The Motu River was in flood and the sea was rough on August 5, 1900, when 16 children and two adults drowned. Photo / Alan Gibson
On a winter Sunday afternoon, the children of a remote Māori village in the eastern Bay of Plenty trekked off for another week at school.
Maraenui is about 30km northeast of Opotiki and in 1900 it had no school. The journey of about 5km from Maraenui to the public school at Omaio involved crossing the flooded and swift-flowing Motu River.
The group never arrived, and until the next day no-one had any inkling why.
"... natives arriving at Maraenui from Omaio mentioned that the children had not reached the school there," the Bay of Plenty Times reported.
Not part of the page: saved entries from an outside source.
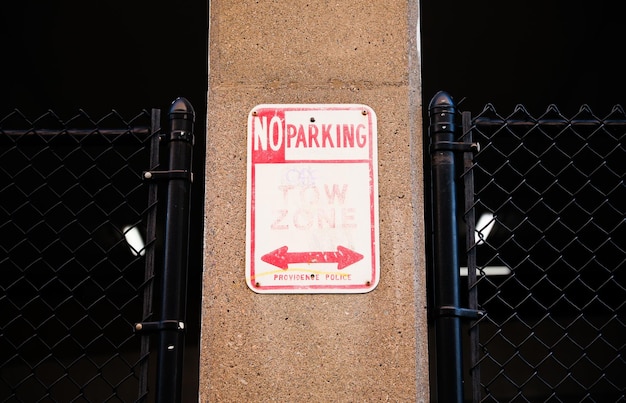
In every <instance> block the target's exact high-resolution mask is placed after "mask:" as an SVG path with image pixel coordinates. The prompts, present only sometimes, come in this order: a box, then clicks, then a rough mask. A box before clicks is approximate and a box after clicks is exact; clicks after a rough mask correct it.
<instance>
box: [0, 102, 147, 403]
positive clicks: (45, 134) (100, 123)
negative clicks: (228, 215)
mask: <svg viewBox="0 0 626 403" xmlns="http://www.w3.org/2000/svg"><path fill="white" fill-rule="evenodd" d="M155 122H157V126H155ZM153 127H159V126H158V111H156V112H155V111H153V112H152V114H151V113H149V112H146V111H143V112H141V113H139V114H138V115H137V116H134V117H132V118H130V119H125V118H123V117H122V116H120V115H119V114H118V113H116V112H112V113H110V114H108V115H106V116H104V117H103V118H101V119H97V120H94V119H92V118H91V117H90V116H89V115H87V114H86V113H84V112H82V111H81V112H80V113H78V114H77V115H76V116H74V117H72V118H71V119H69V120H62V119H60V118H59V117H58V116H56V115H55V114H54V113H53V112H48V113H46V114H44V115H43V116H40V117H38V118H37V119H35V120H29V119H28V118H27V117H26V116H24V115H23V114H21V113H20V112H19V111H13V112H11V113H9V114H8V115H6V116H4V117H0V273H1V275H0V401H11V402H34V401H65V402H69V401H92V402H105V401H107V402H115V401H119V402H129V401H137V400H140V399H141V398H142V397H144V396H145V394H146V393H147V388H148V385H147V373H148V370H149V367H148V353H149V342H148V339H147V337H145V336H142V337H140V336H137V335H135V334H134V332H133V324H134V323H135V322H139V321H142V320H146V319H148V318H149V317H150V315H151V310H152V309H151V305H150V304H151V302H150V301H151V292H152V287H153V280H154V274H153V266H154V256H155V255H154V249H155V248H154V245H155V242H154V240H155V224H154V223H155V221H154V220H155V217H156V191H155V188H153V185H148V184H145V183H143V182H142V178H141V172H142V171H145V170H147V169H152V168H154V167H155V166H156V164H157V163H158V151H156V152H155V147H154V140H155V138H157V136H154V135H153V134H154V132H155V130H153ZM157 142H158V138H157ZM157 150H158V149H157ZM131 236H137V238H138V239H140V240H143V241H142V242H140V243H134V241H132V240H131Z"/></svg>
They had all died - 16 children aged 5 to 13, and two adults. It was presumed they were crossing the river in a canoe and that it capsized and its occupants were drowned in the river or the rough sea at the river mouth.
Today, August 5, marks 118 years since the tragedy.
Three bodies were found on a beach the day after the accident. More turned up in the following days and weeks. Clothes belonging to the woman - one of the adults who had accompanied the group - were found on the river bank. This was thought to indicate she had leapt in to save some of the children and had lost her life.
The bodies of two girls were washed ashore at Torere, more than 13km west of the Motu river mouth. The crew of the paddle-steamer Terranora picked up a body at sea, 64km from the river.
"The beach is being watched day and night by large parties of Māori and the police in the hope of recovering other bodies," the Poverty Bay Herald wrote.
However, some of the victims' bodies were never found.
Some families lost two members in the disaster.
The canoe, which was 7m long and 1m wide, was found at Torere.
A tribal ban was placed on fishing in the area for several years. The outpouring of grief at tangi continued for so long and placed such a strain on the resources of the victims' relatives that a writer in the New Zealand Herald was moved to appeal for contributions of food and other support.
More than three months after the disaster, the newspaper wrote: "... not only a multitude, but continuous relays of multitudes have been and still are visiting the native settlements of Maraenui and Omaio - from the Tauranga district on the north to the Poverty Bay district on the south - to mourn with those who lost their children in the lamentable drowning accident in the Motu River".
In 1905, a marble memorial obelisk naming the 18 dead was unveiled by the Native Affairs Minister, James Carroll, at Maraenui. More than 600 people attended.
"Before the gathering dispersed," the New Zealand Herald noted, "Ngahaka Piripi, a local chief, thanked the visitors for their presence, and formally handed over a number of feather mats as presents, and also a walking stick made from the canoe from which the children were drowned."
The memorial, financed by the Whānau-ā-Apanui tribe and the Government, still stands, at the area's marae. It is supplemented by a brass remembrance plaque at the local school, Te Kura Mana Māori Maraenui.
A teacher at the school, Robin Mohi, said this week that the memory of the tragedy remained alive in the people of the area. While no specific remembrance events are held, it is recalled in whaikōrero (speeches), in traditional songs and in names, and children learn about it at school.
"All the families here are still very familiar with the event because it's kept alive on the marae," said Mohi.
According to the Bay of Plenty Journal of History, it wasn't until 1927 that Maraenui's first school opened.
In 1929, the first road bridge over the Motu River from Maraenui, built at a cost of £24,780 (about $2.4 million today), was formally opened. The NZ Herald described it as "one of the greatest events in the history of the East Coast".
"There was a very large crowd of visitors, scores of motor-cars conveying hundreds from as far away as Rotorua and Tauranga, and from the south as far as Cape Runaway."
Kōpu, a local chief, recalled the calamity of 1900 and said that with the bridge, no such canoe capsizing could occur there again.
Bay of Plenty MP Kenneth Williams "made a presentation of a valuable silver watch to Tohi Kopu, the [river] ferryman, in recognition of the many courtesies and kindnesses shown to travellers.